You have the $2$ equations

$$x^2 + y - z = 100 \tag{1}\label{eq1A}$$

$$x + y^2 - z = 124 \tag{2}\label{eq2A}$$

Next, \eqref{eq2A} minus \eqref{eq1A} gives

$$\begin{equation}\begin{aligned} x - x^2 + y^2 - y & = 24 \\ -4x^2 + 4x + 4y^2 - 4y & = 96 \\ -(4x^2 - 4x + 1) + (4y^2 - 4y + 1) & = 96 \\ (2y - 1)^2 - (2x - 1)^2 & = 96 \\ (2y - 2x)(2y + 2x - 2) & = 96 \\ (y - x)(y + x - 1) & = 24 \end{aligned}\end{equation}\tag{3}\label{eq3A}$$

Also, as Neat Math's comment states, it would have been simpler & easier to use $x - y + y^2 - x^2 = -(y - x) + (y - x)(y + x) = (y - x)(y + x - 1)$.
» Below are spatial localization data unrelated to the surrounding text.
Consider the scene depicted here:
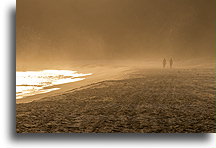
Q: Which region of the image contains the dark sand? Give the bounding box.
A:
[16,68,215,133]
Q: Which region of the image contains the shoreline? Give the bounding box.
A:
[16,66,132,104]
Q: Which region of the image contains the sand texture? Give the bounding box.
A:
[16,68,215,133]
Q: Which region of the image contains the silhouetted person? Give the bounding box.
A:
[163,58,166,68]
[170,58,173,68]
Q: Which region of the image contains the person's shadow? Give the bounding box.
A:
[9,7,209,143]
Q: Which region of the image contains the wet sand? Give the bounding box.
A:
[16,66,131,104]
[16,68,215,133]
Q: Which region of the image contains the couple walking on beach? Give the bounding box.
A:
[163,58,173,68]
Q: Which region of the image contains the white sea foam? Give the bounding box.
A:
[16,70,92,99]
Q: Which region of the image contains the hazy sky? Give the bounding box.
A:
[17,0,215,65]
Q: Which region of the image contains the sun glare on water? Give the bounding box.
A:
[16,70,92,99]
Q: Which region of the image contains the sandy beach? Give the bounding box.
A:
[16,68,215,133]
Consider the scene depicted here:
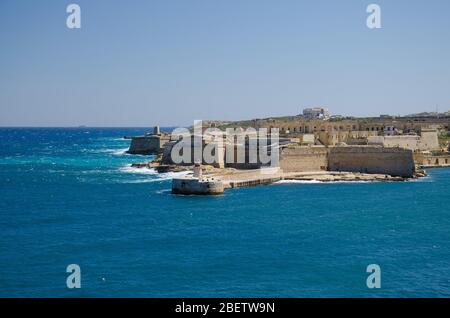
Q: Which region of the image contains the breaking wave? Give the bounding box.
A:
[118,165,192,183]
[111,148,130,155]
[275,180,324,184]
[95,148,130,155]
[119,165,158,175]
[275,179,375,184]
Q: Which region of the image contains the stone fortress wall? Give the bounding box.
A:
[158,130,415,177]
[161,138,225,168]
[279,145,415,177]
[125,126,170,155]
[367,129,439,151]
[279,146,328,172]
[328,146,415,177]
[161,138,416,177]
[126,136,162,154]
[414,152,450,167]
[317,130,378,146]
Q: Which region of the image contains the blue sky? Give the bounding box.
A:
[0,0,449,126]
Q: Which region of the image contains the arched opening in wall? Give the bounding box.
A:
[435,159,439,165]
[445,159,448,164]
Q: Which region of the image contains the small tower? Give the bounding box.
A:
[153,126,161,135]
[193,162,202,179]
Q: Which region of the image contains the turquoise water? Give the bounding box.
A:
[1,128,449,297]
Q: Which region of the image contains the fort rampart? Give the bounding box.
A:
[328,146,415,177]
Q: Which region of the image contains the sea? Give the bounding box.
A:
[1,127,449,297]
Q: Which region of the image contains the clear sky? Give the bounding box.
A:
[1,0,449,127]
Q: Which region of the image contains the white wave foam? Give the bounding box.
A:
[122,179,162,184]
[142,170,192,182]
[111,148,129,155]
[159,170,192,179]
[275,179,374,184]
[409,176,433,183]
[119,165,158,175]
[275,180,324,184]
[81,147,130,155]
[156,189,172,194]
[119,165,192,183]
[97,148,129,155]
[121,174,191,183]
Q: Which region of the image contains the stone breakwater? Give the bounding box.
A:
[172,177,225,195]
[169,169,421,195]
[131,159,426,194]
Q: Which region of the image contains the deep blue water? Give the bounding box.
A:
[1,128,449,297]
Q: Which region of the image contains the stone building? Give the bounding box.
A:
[414,152,450,167]
[125,126,170,154]
[302,107,330,120]
[367,129,439,151]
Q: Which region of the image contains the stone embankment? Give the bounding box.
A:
[130,158,427,195]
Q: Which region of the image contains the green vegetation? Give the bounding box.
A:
[218,120,255,130]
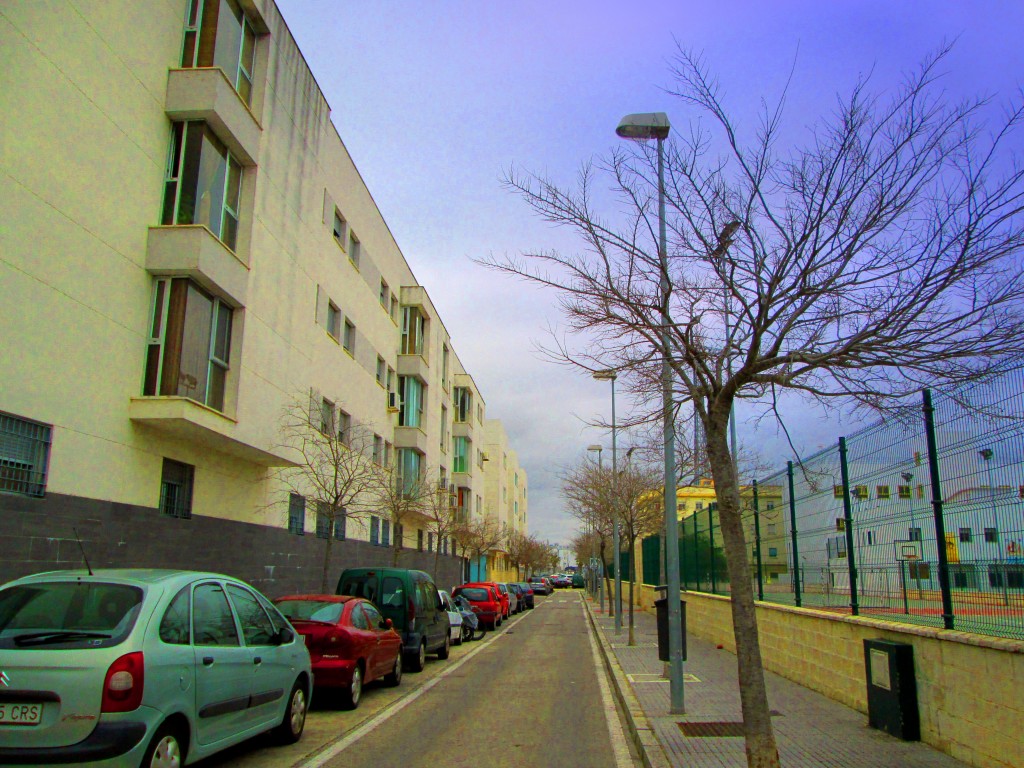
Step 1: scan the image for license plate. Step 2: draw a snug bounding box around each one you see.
[0,703,43,726]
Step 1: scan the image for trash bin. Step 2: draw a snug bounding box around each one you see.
[654,594,686,662]
[863,639,919,741]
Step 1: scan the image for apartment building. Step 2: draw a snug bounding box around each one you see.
[0,0,503,591]
[482,420,528,580]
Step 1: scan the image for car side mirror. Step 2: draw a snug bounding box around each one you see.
[380,618,393,630]
[276,627,295,645]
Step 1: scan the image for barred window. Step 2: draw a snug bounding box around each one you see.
[288,493,305,535]
[0,412,52,497]
[160,459,194,519]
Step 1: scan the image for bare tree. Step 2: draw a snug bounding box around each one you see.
[421,474,461,577]
[454,516,505,580]
[562,458,616,610]
[483,45,1024,767]
[367,459,430,567]
[613,456,663,645]
[276,396,381,593]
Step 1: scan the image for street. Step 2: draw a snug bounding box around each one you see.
[195,590,636,768]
With $x$ and $y$ being positive integers means $y + x - 1 \gt 0$, so $y - x \gt 0$. Next, note the parity of $y - x$ and $y + x - 1$ are different, i.e., one is even and the other odd. The only odd & even set of divisors of $24$ are $(1, 24)$ and $(3, 8)$. Since $y + x - 1 \gt y - x$, this means we have first the possibility of

$$y - x = 1 \tag{4}\label{eq4A}$$

$$y + x - 1 = 24 \implies y + x = 25 \tag{5}\label{eq5A}$$

Adding \eqref{eq4A} and \eqref{eq5A} gives $2y = 26 \implies y = 13$, so $x = 12$, with \eqref{eq1A} and \eqref{eq2A} giving $z = 57$. The second possibility gives

$$y - x = 3 \tag{6}\label{eq6A}$$

$$y + x - 1 = 8 \implies y + x = 9 \tag{7}\label{eq7A}$$

Adding \eqref{eq4A} and \eqref{eq5A} gives $2y = 12 \implies y = 6$, so $x = 3$, with \eqref{eq1A} and \eqref{eq2A} giving $z = -85$. However, since this is not a positive integer, it's not allowed.

Thus, the only triple of positive integers solution is $(x, y, z) = (12, 13, 57)$.